TBMM Plan ve Bütçe Komisyonu'nda, bugün Çalışma ve Sosyal Güvenlik Bakanlığı’nın 2023 yılı bütçe kanun teklifi görüşülüyor. CHP Grubu adına söz alan Genel Başkan Yardımcısı ve Malatya Milletvekili Veli Ağbaba, şunları söyledi:
“Sayın Bakan güzel bir sunum yaptı ancak sanki 20 yıldan beri yöneten hükümetin bir üyesi gibi değil de yeni bakanlığa aday gibi bir konuşma yaptı Sayın Bakan. Öncelikle şunu vurgulamak isterim ki inşallah önümüzdeki dönemde yerlerimiz değişecek. Orada sizin yerinizde Millet İttifakı’ndan bir arkadaş oturacak.

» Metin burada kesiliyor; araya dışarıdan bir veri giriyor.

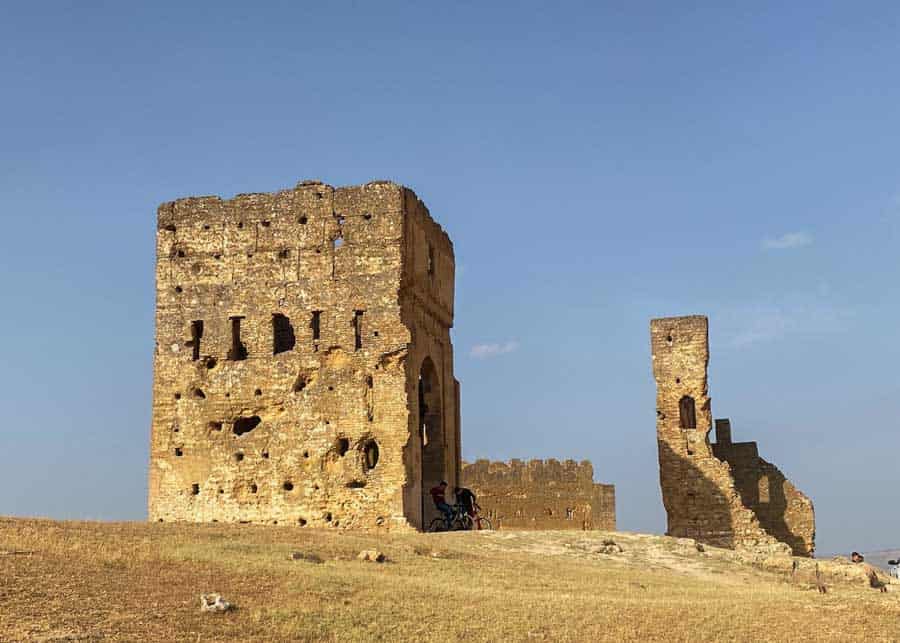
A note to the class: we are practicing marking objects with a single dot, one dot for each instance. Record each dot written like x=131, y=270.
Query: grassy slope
x=141, y=582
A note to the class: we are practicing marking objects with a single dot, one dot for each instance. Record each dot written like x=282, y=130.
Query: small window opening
x=283, y=338
x=196, y=336
x=316, y=324
x=370, y=451
x=357, y=328
x=687, y=413
x=237, y=351
x=245, y=425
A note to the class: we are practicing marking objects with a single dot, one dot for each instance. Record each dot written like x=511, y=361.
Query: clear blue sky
x=595, y=166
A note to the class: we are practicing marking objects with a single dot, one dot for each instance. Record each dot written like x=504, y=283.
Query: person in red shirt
x=439, y=495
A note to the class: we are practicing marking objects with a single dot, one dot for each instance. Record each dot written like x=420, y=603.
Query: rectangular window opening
x=196, y=335
x=316, y=324
x=237, y=351
x=357, y=328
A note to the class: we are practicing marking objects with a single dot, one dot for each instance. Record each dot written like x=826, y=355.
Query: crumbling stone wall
x=782, y=509
x=303, y=370
x=541, y=494
x=699, y=488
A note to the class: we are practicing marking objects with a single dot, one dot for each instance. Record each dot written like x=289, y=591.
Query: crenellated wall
x=541, y=494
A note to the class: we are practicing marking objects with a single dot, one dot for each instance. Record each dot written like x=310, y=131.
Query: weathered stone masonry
x=541, y=494
x=721, y=494
x=303, y=371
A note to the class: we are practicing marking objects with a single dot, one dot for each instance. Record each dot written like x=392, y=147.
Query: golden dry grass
x=141, y=582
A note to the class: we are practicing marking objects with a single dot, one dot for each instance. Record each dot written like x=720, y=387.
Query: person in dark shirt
x=466, y=498
x=439, y=495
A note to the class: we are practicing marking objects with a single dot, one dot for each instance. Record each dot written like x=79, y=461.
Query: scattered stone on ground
x=371, y=555
x=214, y=603
x=305, y=556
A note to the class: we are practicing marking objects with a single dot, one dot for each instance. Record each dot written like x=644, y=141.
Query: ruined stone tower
x=303, y=371
x=721, y=494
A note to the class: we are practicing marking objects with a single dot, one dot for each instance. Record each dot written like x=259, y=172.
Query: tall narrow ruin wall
x=700, y=493
x=541, y=494
x=290, y=333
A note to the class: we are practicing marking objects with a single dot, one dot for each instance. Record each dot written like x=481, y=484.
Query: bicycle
x=460, y=521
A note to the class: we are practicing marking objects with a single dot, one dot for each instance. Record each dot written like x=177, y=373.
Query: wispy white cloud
x=483, y=351
x=751, y=325
x=787, y=241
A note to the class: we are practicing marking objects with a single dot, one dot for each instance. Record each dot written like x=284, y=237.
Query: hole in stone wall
x=687, y=413
x=245, y=425
x=196, y=336
x=237, y=351
x=316, y=324
x=283, y=338
x=357, y=329
x=370, y=452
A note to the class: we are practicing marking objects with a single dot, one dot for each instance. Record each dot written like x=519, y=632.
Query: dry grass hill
x=81, y=581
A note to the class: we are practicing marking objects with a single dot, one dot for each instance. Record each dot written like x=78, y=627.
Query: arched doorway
x=431, y=436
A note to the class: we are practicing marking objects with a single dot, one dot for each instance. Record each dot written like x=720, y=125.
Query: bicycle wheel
x=463, y=523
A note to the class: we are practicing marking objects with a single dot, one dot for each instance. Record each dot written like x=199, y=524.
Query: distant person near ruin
x=439, y=495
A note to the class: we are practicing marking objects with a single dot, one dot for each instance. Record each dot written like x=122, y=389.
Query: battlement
x=542, y=494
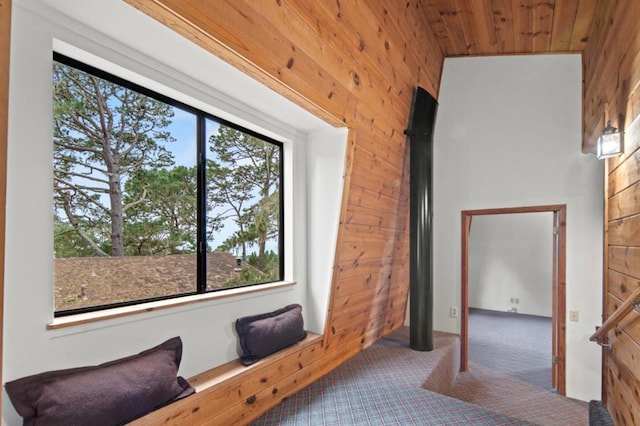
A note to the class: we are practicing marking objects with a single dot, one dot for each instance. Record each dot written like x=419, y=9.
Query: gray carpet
x=380, y=386
x=514, y=344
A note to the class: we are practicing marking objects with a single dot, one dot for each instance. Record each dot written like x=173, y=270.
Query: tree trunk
x=117, y=220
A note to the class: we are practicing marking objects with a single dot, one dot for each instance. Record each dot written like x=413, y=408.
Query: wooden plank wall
x=612, y=75
x=354, y=64
x=5, y=37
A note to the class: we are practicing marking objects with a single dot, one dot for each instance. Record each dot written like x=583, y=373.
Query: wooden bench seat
x=232, y=393
x=234, y=369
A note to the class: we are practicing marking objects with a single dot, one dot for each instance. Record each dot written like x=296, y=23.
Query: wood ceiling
x=499, y=27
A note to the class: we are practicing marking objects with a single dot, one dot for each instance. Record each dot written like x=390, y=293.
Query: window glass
x=243, y=190
x=136, y=215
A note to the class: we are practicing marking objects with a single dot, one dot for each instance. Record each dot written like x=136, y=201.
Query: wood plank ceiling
x=502, y=27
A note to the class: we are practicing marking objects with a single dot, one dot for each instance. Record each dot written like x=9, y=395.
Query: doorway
x=558, y=302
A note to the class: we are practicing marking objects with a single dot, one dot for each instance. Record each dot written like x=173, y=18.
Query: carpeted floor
x=514, y=344
x=380, y=386
x=383, y=385
x=505, y=394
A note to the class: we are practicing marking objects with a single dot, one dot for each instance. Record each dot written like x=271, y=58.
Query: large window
x=155, y=199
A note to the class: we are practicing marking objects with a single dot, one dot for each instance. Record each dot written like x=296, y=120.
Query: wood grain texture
x=611, y=63
x=5, y=43
x=502, y=27
x=354, y=64
x=611, y=68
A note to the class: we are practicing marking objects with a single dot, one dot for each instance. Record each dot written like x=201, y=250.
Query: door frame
x=558, y=304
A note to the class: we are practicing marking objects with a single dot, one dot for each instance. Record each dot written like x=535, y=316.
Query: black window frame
x=201, y=143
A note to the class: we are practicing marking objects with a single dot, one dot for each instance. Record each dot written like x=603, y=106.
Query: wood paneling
x=611, y=63
x=5, y=37
x=354, y=64
x=611, y=69
x=500, y=27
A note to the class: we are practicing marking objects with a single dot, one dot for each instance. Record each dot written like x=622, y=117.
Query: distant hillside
x=90, y=281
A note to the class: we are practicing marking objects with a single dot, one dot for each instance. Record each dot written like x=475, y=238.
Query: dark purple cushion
x=107, y=394
x=263, y=334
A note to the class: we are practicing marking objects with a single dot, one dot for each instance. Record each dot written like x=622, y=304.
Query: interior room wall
x=511, y=263
x=508, y=134
x=149, y=51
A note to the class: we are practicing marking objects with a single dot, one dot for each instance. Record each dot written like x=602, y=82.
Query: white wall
x=508, y=134
x=511, y=257
x=148, y=53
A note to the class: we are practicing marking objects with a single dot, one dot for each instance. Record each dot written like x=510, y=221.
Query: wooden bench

Çalışma Bakanlığı bütçesi içerisinde en önemli kalemlerden birisi de Sosyal Güvenlik Kurumu. 2008’de yeniden yapılandırılarak yürürlüğe giren 5510 sayılı Sosyal Sigortalar ve Genel Sağlık Sigortası Kanunu üzerinden 14 yıl geçti. AKP iktidarı üzerinden ise 20 yıl geçti. 20 yıldır açıklarını kapatmak şöyle dursun açık maalesef 106 katına çıkmış durumda. Sosyal Güvenlik’te devrim yaptık denildi. Şimdi sistem mali açıdan sürdürülebilirliği maalesef kaybetmiş durumda.
“AKP’nin SGK açığı, Kılıçdaroğlu’nun 106 katı”
Sık sık CHP ile ilgili bir propaganda var. 20 yıldan beri yapılıyor. AKP Genel Başkanı Erdoğan ve sözcüleri, sakız gibi ‘SSK’yı Kılıçdaroğlu batırdı’ diye bir algı operasyonu yapmaya çalışıyorlar. Birazdan rakamlarla da göstereceğim bunun nasıl bir manipülasyon olduğunu ve maalesef 20 yıldan beri kendi beceriksizliklerini kapatmaya yönelik hamleler olduğunu söylemek isterim.
Kılıçdaroğlu’nun toplam görev yaptığı sürede 4 milyon 572 bin açık var SSK’da. 2003-2022 yılları arasında SGK’nın toplam açığı ise 482,5 milyar lira. Yani AKP’nin SGK açığı, Kılıçdaroğlu’nun 106 katı. Bunun nasıl bir yalan olduğu, nasıl bir manipülasyon olduğunu burada hem sizlerle hem de kamuoyuyla paylaşmak istiyorum.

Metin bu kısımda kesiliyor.